I want to troubleshoot an Amazon EMR Serverless job that doesn’t start, runs slowly, or is stuck in the PENDING state.
Short description
A cold start occurs when resources take time to provision because a system is idle or scales from a low base.
If you submit a job and the workers from initialCapacity are available, then the job uses the initialCapacity resources to run. If another job is using the initialCapacity resources, then the Amazon EMR Serverless application requests additional workers up to the maximum quota.
Resolution
To troubleshoot an Amazon EMR Serverless job that doesn't start, runs slowly, or is stuck in the PENDING state, take the following actions:
- To keep your drivers and workers ready to quickly respond and immediately start your application, use pre-initialized capacity.
- Set up an appropriate initialCapacity for Hive and Spark.

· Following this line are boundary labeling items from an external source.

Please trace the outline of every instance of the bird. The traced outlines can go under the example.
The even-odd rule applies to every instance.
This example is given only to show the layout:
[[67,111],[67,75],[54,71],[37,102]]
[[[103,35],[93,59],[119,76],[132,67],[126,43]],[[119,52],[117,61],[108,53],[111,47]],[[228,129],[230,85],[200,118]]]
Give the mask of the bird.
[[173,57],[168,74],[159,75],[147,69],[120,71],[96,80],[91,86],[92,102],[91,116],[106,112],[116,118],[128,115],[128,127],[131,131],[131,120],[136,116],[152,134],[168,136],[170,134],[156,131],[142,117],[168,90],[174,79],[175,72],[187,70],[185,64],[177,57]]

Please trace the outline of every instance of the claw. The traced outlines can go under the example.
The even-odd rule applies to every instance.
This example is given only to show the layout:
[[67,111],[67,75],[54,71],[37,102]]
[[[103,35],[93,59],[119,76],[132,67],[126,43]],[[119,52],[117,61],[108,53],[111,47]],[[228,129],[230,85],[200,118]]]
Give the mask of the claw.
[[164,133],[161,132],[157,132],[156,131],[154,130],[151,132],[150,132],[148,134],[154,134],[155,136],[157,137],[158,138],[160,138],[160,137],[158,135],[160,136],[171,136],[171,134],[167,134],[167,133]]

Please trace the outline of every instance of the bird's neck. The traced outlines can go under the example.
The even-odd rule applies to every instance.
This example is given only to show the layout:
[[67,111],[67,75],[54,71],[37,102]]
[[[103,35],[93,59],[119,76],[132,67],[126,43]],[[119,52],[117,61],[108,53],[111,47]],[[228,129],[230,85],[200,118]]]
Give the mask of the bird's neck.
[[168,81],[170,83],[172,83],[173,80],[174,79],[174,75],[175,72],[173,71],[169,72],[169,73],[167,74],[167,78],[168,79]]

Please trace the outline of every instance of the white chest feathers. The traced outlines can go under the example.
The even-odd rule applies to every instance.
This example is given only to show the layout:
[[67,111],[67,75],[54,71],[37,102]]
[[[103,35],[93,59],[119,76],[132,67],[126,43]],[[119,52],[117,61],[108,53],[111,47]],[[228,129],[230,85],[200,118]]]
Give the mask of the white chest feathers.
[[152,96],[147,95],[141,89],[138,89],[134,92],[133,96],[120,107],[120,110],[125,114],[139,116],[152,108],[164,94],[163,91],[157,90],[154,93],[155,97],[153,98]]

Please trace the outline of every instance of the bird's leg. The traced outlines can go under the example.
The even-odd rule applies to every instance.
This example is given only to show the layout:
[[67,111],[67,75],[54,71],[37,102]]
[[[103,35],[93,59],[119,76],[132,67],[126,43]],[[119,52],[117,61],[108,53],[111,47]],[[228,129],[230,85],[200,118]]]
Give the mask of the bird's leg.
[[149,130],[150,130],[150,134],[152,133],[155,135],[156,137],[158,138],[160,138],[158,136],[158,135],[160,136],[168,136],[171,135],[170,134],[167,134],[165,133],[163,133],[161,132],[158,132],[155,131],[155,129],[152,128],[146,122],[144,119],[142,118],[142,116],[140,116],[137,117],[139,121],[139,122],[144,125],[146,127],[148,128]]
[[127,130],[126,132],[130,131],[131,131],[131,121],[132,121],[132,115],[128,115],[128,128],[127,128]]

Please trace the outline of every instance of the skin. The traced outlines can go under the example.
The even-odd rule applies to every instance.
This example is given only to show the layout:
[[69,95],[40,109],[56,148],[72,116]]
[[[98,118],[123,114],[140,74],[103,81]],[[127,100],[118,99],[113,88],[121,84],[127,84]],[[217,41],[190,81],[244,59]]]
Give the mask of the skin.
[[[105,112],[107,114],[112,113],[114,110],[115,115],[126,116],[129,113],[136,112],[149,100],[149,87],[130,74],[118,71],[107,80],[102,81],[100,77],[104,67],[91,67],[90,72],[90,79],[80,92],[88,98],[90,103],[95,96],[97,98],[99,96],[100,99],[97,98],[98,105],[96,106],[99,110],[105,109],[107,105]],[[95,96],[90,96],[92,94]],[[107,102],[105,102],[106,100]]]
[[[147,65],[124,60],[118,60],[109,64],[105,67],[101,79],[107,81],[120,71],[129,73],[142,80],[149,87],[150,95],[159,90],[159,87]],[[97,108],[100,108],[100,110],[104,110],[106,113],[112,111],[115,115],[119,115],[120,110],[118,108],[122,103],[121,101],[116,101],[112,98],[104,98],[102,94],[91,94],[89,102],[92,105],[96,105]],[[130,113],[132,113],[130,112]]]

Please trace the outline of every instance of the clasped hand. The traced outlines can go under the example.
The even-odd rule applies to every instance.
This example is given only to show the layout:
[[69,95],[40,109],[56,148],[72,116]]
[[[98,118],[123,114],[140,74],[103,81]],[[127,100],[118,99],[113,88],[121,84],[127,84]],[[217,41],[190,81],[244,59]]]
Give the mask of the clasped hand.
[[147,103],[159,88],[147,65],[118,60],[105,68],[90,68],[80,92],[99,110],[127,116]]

- Configure different sizes for drivers and executors.
- To scale up your job, specify the maximum capacity for your CPU, memory, and disk.
- To avoid idle resources, align your container sizes with your pre-initialized capacity worker sizes. For example, make sure that your Spark run sizes are the same as your pre-initialized capacity worker sizes.

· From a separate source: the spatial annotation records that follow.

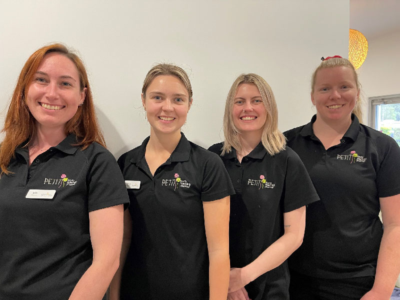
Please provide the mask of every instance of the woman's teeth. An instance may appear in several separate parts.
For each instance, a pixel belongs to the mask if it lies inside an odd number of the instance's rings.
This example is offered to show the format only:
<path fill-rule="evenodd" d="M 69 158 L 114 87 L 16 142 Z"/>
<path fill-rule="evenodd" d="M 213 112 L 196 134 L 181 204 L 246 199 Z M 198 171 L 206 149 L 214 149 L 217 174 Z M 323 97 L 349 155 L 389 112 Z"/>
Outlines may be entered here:
<path fill-rule="evenodd" d="M 63 106 L 58 106 L 58 105 L 50 105 L 49 104 L 46 104 L 46 103 L 42 103 L 42 107 L 47 110 L 58 110 L 62 108 Z"/>

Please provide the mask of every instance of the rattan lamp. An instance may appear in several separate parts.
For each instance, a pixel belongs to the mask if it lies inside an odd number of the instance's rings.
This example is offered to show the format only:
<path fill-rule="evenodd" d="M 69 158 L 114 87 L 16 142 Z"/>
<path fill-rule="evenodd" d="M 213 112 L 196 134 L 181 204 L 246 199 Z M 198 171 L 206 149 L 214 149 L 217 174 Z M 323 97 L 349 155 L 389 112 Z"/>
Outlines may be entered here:
<path fill-rule="evenodd" d="M 358 30 L 350 29 L 348 38 L 348 60 L 354 68 L 358 68 L 366 58 L 368 41 Z"/>

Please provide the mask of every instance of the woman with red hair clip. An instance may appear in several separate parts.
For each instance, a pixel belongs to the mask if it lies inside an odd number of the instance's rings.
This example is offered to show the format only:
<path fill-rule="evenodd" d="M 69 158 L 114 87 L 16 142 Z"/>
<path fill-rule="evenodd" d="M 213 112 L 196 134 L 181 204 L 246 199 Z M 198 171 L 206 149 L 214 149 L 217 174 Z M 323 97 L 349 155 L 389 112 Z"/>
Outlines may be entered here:
<path fill-rule="evenodd" d="M 400 148 L 361 124 L 351 62 L 322 60 L 312 82 L 316 114 L 284 134 L 320 199 L 289 259 L 290 299 L 386 300 L 400 272 Z"/>

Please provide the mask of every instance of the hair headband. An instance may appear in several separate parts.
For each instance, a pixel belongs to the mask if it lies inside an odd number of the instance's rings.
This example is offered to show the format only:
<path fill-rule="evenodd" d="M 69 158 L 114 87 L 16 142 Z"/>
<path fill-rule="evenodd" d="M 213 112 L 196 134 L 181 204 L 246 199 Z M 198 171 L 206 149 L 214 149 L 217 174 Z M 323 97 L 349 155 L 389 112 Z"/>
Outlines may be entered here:
<path fill-rule="evenodd" d="M 328 56 L 326 58 L 324 58 L 324 56 L 322 56 L 321 58 L 321 60 L 322 60 L 322 61 L 326 60 L 328 60 L 329 58 L 343 58 L 340 55 L 336 55 L 336 56 Z"/>

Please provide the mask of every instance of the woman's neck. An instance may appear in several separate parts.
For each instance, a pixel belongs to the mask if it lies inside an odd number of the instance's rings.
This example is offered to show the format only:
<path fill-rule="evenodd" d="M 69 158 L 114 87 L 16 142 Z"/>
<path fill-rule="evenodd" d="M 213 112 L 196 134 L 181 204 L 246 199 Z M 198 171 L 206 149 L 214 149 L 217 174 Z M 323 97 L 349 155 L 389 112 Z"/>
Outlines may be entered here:
<path fill-rule="evenodd" d="M 168 152 L 170 154 L 176 148 L 181 136 L 180 131 L 172 134 L 162 134 L 156 132 L 152 128 L 146 150 L 150 150 L 160 154 Z"/>
<path fill-rule="evenodd" d="M 241 162 L 243 157 L 252 151 L 261 142 L 261 133 L 257 132 L 239 134 L 238 136 L 242 149 L 240 152 L 236 150 L 236 154 Z"/>
<path fill-rule="evenodd" d="M 32 146 L 46 150 L 50 147 L 56 146 L 66 137 L 64 128 L 46 128 L 36 125 L 30 144 Z"/>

- To determine you application performance and identify potential bottlenecks, review the stages and time periods for each stage in the Spark UI or Hive Tez UI. For more information, see Job worker-level monitoring and Spark troubleshooting and performance tuning.

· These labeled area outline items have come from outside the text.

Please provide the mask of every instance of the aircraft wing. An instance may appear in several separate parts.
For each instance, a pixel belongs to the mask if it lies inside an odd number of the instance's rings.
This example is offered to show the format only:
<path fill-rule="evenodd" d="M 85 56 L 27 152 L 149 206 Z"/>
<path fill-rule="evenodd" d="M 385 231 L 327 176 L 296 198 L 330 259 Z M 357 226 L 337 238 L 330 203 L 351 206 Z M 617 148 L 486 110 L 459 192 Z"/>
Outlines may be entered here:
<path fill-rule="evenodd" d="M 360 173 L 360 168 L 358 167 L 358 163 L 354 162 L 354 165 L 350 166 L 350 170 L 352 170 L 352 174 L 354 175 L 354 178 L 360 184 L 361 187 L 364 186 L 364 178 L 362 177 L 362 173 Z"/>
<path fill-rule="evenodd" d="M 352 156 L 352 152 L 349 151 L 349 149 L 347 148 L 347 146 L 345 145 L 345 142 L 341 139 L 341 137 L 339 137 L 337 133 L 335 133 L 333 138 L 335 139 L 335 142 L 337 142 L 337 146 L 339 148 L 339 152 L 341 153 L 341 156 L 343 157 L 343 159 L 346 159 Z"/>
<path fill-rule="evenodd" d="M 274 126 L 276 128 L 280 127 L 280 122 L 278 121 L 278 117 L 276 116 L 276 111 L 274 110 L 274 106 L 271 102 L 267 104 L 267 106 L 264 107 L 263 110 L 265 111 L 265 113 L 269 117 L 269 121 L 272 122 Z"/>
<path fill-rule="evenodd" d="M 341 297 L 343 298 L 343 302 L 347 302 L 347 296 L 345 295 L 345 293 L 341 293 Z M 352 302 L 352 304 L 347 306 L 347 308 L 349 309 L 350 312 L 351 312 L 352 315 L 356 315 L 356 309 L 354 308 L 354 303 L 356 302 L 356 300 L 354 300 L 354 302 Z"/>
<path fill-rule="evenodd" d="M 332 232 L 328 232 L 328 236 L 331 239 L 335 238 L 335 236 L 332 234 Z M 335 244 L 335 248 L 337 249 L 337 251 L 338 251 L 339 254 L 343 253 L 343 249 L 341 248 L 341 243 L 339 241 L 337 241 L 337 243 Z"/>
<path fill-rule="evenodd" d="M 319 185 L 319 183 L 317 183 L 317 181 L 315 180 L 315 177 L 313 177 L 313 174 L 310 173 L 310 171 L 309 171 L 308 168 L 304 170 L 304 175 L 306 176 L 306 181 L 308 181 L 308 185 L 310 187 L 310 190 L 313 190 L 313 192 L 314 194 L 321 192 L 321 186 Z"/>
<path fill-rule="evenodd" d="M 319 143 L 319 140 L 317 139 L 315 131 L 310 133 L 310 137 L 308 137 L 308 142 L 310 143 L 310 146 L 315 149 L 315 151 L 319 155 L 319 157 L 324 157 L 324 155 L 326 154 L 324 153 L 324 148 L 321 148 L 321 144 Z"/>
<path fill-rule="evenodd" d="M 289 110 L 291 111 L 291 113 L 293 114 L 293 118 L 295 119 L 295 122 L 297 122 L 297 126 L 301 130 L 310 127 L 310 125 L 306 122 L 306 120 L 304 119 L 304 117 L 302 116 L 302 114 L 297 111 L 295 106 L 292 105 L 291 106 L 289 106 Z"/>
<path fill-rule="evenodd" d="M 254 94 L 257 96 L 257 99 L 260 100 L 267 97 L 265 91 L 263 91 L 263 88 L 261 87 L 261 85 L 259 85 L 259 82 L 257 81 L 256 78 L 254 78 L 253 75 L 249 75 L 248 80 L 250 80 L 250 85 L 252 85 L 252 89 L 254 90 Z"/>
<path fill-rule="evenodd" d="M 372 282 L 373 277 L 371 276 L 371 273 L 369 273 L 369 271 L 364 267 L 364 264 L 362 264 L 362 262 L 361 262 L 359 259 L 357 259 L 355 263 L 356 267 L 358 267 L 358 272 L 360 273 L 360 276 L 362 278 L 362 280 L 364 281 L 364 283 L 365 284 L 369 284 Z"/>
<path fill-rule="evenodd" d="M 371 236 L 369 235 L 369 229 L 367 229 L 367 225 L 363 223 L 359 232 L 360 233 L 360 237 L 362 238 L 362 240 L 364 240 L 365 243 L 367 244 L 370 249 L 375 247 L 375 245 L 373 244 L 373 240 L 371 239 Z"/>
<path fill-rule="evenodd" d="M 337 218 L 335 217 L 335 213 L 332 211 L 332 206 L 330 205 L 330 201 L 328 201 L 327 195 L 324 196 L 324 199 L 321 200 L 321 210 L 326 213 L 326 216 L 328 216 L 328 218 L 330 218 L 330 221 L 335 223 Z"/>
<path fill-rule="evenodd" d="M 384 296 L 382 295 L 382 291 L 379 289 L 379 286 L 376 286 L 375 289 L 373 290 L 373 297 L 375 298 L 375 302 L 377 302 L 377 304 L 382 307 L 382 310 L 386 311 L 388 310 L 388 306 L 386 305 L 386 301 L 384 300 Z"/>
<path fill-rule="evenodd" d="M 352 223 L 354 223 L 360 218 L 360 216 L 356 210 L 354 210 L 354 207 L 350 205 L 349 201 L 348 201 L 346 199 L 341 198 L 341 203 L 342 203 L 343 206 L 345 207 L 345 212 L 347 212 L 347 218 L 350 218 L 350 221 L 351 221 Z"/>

- Follow Spark best practices and Hive best practices. For Amazon EMR releases 7.1.0 and later, use shuffle-optimized disks when you run Apache Spark or Hive jobs to improve performance for I/O intensive workloads.
- To troubleshoot job failures, choose how Amazon EMR Serverless stores and manages your application logs.
- Modify or turn off the auto-stop configuration feature. The default value is set to 15 minutes.
- To prevent bottlenecks when your job immediately needs high concurrency, don't use spark.executor.instances that are set to 1.
- To improve your job performance, increase the spark.dynamicAllocation.minExecutors when spark.dynamicAllocation.enabled is true. Also, increase the value of spark.executor.instances when spark.dynamicAllocation.enabled is false.